Te dice tu hermana: ¿Qué te parece, Adam? ¿Nos vamos a casa el fin de semana o nos quedamos aquí, pasando calor en Nueva York?
Nos quedamos, contestas tú, mientras piensas en el viaje en autobús a Nueva Jersey y las largas horas que habrás de estar hablando con tus padres. Si hace demasiado calor en el apartamento, añades, siempre podemos ir al cine. El sábado y el domingo ponen buenas cosas en el New Yorker y el Thalia, y nos refrescaremos con el aire acondicionado.

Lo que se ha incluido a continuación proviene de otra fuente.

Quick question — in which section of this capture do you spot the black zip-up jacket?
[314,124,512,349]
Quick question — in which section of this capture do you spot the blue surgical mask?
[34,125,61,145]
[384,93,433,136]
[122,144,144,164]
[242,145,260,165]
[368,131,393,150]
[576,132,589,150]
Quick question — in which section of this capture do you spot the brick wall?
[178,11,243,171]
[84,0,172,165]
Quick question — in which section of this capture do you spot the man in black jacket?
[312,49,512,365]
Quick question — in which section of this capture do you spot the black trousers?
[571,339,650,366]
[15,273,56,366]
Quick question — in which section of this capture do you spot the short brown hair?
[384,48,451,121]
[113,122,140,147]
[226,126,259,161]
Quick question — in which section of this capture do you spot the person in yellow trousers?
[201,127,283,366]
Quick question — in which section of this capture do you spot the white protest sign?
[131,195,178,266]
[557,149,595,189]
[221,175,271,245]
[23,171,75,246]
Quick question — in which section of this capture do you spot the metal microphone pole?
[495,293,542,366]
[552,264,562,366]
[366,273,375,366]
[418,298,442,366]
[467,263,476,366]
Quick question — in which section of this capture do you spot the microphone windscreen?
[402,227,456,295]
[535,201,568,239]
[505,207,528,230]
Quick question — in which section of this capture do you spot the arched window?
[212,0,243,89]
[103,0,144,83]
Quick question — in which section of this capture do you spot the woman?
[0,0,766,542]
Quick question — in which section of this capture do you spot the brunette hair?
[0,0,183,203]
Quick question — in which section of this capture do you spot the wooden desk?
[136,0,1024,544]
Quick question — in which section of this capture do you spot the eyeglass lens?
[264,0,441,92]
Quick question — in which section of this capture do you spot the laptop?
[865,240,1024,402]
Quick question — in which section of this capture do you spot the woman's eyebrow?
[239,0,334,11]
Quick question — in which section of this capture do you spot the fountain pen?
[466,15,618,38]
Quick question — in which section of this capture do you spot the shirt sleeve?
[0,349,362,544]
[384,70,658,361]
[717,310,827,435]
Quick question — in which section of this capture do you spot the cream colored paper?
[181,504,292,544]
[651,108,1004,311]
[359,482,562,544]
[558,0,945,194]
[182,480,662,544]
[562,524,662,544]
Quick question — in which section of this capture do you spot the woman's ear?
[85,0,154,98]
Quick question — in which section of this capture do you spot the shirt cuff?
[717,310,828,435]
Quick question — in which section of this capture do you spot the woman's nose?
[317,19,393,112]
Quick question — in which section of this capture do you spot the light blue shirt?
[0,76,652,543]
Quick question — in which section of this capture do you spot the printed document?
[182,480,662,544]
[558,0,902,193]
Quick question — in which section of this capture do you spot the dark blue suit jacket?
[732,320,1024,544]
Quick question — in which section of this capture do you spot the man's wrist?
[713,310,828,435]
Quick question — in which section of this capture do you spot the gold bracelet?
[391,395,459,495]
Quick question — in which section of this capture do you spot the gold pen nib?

Estamos a primeros de julio, y tu hermana y tú ya lleváis dos semanas viviendo juntos. Como todos tus amigos han desaparecido hasta que acabe el verano, Gwyn es la única persona que ves a menudo; prescindiendo de la gente que trabaja en la biblioteca, aunque ésa no cuenta mucho. No tienes novia por el momento (Margot ha sido la última mujer con la que te has acostado), y tu hermana ha roto hace poco con el joven profesor con quien salía desde hace año y medio. Por tanto, sólo os tenéis el uno al otro para haceros compañía, pero no hay nada malo en eso por lo que a vosotros respecta, y en definitiva estás más que satisfecho con la forma en que están yendo las cosas desde que ella se ha venido a vivir contigo. Estás muy a gusto a su lado, con ella puedes hablar con mayor franqueza que con nadie que conozcas, y es increíble lo libre de conflictos que están vuestras relaciones. De vez en cuando, Gwyn se molesta contigo porque se te olvida fregar los platos o dejas el baño hecho una pena, pero cada vez que fracasas en el ámbito doméstico prometes enmendar tus indolentes hábitos, y poco a poco has ido mejorando.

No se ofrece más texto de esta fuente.